Kerry was raised on a dairy farm in Kyogle and after studying business and accounting at university he worked in the city for a few years, before returning to the country to provide his sons with a childhood similar to his own. As the family number-cruncher Kerry is often the unsung hero who keeps it all ticking over behind the scenes.
Saanen Goats at Nimbin Valley Diary
The goats at Nimbin Valley spend sunny days grazing outdoors across 120 hectares of fertile green pastures, although lately they have been taking refuge from the wet in their sheds and eating hay! Kerry says that their wellbeing is a priority so they are not fed genetically modified food or anything else that the family wouldn’t be happy to eat.
The goats have their own nutritionist, Bill, and vet, Ray, who help keep them happy, healthy and in top condition. Bill makes sure their diet is balanced with the correct amounts of protein, energy, minerals and vitamins. This in turn, ensures they produce the highest quality and best tasting milk. They are currently making the transition to organic status and using a local organic farming consultant to help them do this.
Nimbin Valley Dairy uses farming methods that closely mimic nature. Kerry and Paul are committed to walking lightly on the Earth. The farm’s pastures are nourished by legumes and composted manure, and pests are controlled with biological control methods instead of harmful pesticides.

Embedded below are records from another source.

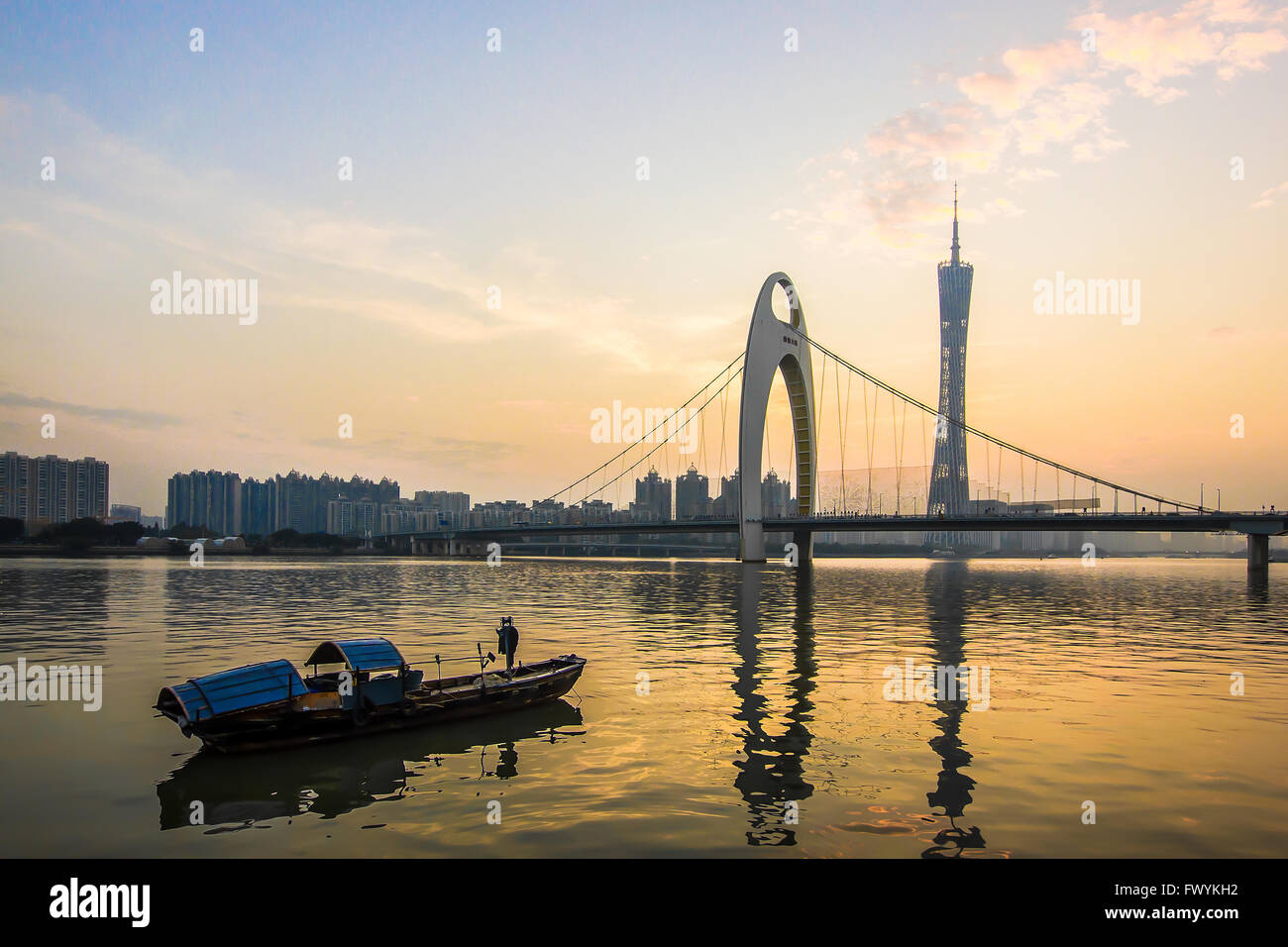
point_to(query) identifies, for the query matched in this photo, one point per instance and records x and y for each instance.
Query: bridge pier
(1258, 554)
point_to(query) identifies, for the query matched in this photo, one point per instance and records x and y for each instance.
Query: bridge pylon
(774, 346)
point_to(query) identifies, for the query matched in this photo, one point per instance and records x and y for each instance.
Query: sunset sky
(518, 169)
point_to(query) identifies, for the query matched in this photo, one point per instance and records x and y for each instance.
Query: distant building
(123, 513)
(209, 499)
(352, 518)
(692, 495)
(730, 496)
(259, 506)
(53, 489)
(458, 504)
(776, 496)
(652, 499)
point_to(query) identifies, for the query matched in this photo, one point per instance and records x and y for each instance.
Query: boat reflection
(331, 780)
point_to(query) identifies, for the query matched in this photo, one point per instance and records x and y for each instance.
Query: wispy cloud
(123, 416)
(1038, 102)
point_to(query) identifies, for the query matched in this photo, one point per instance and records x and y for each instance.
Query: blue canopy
(359, 655)
(240, 688)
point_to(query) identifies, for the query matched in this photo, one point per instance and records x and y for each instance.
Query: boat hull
(456, 698)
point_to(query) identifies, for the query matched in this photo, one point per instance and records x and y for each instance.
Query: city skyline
(374, 292)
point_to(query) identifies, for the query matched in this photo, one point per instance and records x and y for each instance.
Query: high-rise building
(53, 489)
(209, 499)
(776, 496)
(692, 495)
(949, 488)
(124, 513)
(652, 497)
(730, 496)
(259, 506)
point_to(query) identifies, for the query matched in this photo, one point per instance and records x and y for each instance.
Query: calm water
(764, 686)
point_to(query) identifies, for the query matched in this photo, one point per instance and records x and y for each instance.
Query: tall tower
(949, 489)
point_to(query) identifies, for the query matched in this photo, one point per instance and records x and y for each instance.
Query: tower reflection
(772, 775)
(945, 600)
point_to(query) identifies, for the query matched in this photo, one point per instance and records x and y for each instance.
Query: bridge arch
(774, 346)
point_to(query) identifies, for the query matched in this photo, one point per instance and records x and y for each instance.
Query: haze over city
(1155, 158)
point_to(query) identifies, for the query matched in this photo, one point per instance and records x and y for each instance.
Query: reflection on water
(773, 772)
(945, 605)
(764, 728)
(331, 780)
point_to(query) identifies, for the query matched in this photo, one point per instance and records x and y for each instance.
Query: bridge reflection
(772, 776)
(945, 607)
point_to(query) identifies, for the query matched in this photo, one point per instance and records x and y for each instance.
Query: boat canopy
(359, 655)
(227, 692)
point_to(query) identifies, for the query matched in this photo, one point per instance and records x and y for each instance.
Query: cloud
(889, 193)
(124, 416)
(1270, 195)
(308, 258)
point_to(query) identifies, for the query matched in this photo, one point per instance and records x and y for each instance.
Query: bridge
(782, 348)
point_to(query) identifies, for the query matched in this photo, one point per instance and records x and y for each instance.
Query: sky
(585, 214)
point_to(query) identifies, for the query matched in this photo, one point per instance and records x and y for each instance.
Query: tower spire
(957, 249)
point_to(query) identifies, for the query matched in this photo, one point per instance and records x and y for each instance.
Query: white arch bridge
(782, 348)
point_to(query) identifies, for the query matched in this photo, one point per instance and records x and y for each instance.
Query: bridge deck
(1260, 523)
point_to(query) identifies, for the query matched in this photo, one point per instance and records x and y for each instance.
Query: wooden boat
(374, 689)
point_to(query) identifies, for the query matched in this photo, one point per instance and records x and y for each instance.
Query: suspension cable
(1019, 450)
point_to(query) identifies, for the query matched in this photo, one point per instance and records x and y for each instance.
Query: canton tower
(949, 492)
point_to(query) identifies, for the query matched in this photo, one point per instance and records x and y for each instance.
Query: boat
(373, 689)
(335, 779)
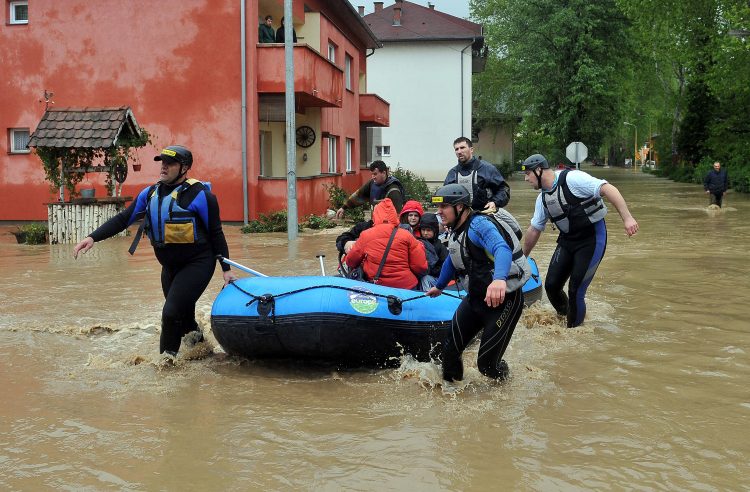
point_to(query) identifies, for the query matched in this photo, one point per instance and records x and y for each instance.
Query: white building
(424, 70)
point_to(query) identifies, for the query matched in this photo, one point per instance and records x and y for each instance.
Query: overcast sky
(459, 8)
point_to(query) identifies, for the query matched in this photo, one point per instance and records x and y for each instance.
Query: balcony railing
(317, 81)
(374, 110)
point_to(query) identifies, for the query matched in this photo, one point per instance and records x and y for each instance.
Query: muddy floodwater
(651, 393)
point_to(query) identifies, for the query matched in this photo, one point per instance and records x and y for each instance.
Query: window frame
(12, 20)
(349, 154)
(332, 51)
(381, 151)
(333, 154)
(11, 141)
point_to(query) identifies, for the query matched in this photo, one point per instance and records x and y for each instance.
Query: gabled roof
(359, 25)
(84, 127)
(420, 23)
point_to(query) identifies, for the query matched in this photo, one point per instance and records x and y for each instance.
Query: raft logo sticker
(362, 301)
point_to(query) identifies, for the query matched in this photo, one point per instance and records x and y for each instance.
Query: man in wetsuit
(572, 200)
(374, 191)
(181, 218)
(716, 184)
(490, 259)
(487, 187)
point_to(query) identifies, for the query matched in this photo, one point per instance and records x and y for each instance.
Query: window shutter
(20, 140)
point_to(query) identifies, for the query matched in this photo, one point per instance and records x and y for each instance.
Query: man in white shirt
(572, 200)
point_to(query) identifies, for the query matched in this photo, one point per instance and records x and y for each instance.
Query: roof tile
(79, 127)
(420, 23)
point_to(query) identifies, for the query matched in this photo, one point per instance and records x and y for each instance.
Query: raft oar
(239, 266)
(320, 256)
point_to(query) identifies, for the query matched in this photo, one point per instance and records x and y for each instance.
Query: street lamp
(635, 142)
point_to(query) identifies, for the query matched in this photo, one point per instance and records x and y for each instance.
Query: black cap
(176, 153)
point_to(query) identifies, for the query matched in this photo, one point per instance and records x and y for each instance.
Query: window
(348, 71)
(332, 52)
(332, 145)
(19, 139)
(349, 154)
(19, 12)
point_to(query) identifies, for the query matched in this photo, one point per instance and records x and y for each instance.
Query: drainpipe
(291, 142)
(462, 86)
(243, 62)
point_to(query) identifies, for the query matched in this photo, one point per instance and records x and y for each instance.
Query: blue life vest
(166, 222)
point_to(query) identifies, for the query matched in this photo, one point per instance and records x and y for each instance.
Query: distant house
(177, 64)
(424, 69)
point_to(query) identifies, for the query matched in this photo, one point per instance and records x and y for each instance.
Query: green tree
(558, 63)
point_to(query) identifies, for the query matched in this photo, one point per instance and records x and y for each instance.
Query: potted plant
(33, 233)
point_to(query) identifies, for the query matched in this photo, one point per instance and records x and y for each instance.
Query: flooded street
(650, 393)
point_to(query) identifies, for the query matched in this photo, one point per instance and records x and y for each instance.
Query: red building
(178, 65)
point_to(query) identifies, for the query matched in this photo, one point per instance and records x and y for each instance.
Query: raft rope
(268, 300)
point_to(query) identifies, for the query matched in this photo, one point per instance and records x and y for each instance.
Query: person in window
(280, 33)
(405, 260)
(487, 187)
(181, 218)
(265, 31)
(379, 187)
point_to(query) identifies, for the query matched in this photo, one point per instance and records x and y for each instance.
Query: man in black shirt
(488, 189)
(716, 183)
(181, 218)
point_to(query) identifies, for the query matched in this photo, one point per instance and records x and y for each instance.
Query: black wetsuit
(490, 186)
(473, 314)
(186, 268)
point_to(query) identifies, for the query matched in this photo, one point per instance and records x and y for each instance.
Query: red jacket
(406, 259)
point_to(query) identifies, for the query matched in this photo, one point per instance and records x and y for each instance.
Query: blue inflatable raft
(335, 319)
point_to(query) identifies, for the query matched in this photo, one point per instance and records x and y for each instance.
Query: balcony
(373, 110)
(317, 81)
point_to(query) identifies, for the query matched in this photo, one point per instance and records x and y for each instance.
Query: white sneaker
(193, 338)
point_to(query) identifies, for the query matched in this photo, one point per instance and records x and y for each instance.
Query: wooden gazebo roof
(84, 127)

Kerry says “our commitment is to produce food which is free of chemicals, hormones, antibiotics and genetically modified ingredients. This requires a different style of farming that takes a little extra time and effort on our part, but we believe that happy and healthy animals provide the best possible milk for us to turn into naturally tasty cheeses. We take the sustainability of our farm very seriously and uphold our commitment to walk lightly on our Earth”. And this is definitely working as their recent cheese awards testify.
Cheesemaker, Paul says “our cheese starts with the freshest milk produced by happy and contented animals in a beautiful and loving environment. I combine this perfect ingredient with my knowledge of cheesemaking to create cheeses of exceptional character”.
“We are very proud of our efforts to date which this year resulted in us being awarded gold medals for our Sweet Goat and Blue Cow in both the Brisbane and Melbourne Fine Food and Wines Shows.”